Being of one body and one mind requires repentance, overcoming, and hard work. We are on a very difficult road to perfection, learning to do as God designs and not just whatever happens to make us happier, more visible, or more relevant. Real unity is allowing the same Spirit, given as a gift from God, to be the prevailing factor in all our lives.
It is constantly surrendering and yielding, as James 3:13-18 states:
Who is wise and understanding among you? Let him show by good conduct that his works are done in the meekness of wisdom. But if you have bitter envy and self-seeking in your hearts, do not boast and lie against the truth. This wisdom does not descend from above, but is earthly, sensual, demonic. For where envy and self-seeking exist, confusion and every evil thing will be there. But the wisdom that is from above is first pure, then peaceable, gentle, willing to yield, full of mercy and good fruits, without partiality and without hypocrisy. Now the fruit of righteousness is sown in peace by those who make peace.

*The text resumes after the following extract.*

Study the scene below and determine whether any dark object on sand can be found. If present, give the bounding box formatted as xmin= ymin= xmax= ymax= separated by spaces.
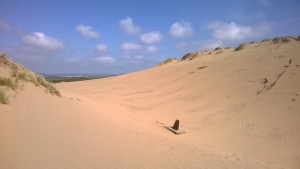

No one truly knows how, when, where, or even if God will bring His church to the place where "one body and one Spirit" will once again equate to "one organization" in our lifetimes. A mindset of repentance, a spirit of cooperation, a willingness to edify God's people, and a humble desire to obey God will surely be integral parts of the equation. All the modern-day Korahs—perhaps all of us on some level—must regain a humble, meek, and contrite heart that produces a godly way of life, one that is lived daily and not just professed.
As with most things in a Christian's life, it comes down to this: Whose lead are we really following: God's perfect, proven path or man's shortsighted, selfish course? As we grow in this way over time, it should increasingly become second nature to follow God obediently in everything, as He leads His saints to glory in His Kingdom.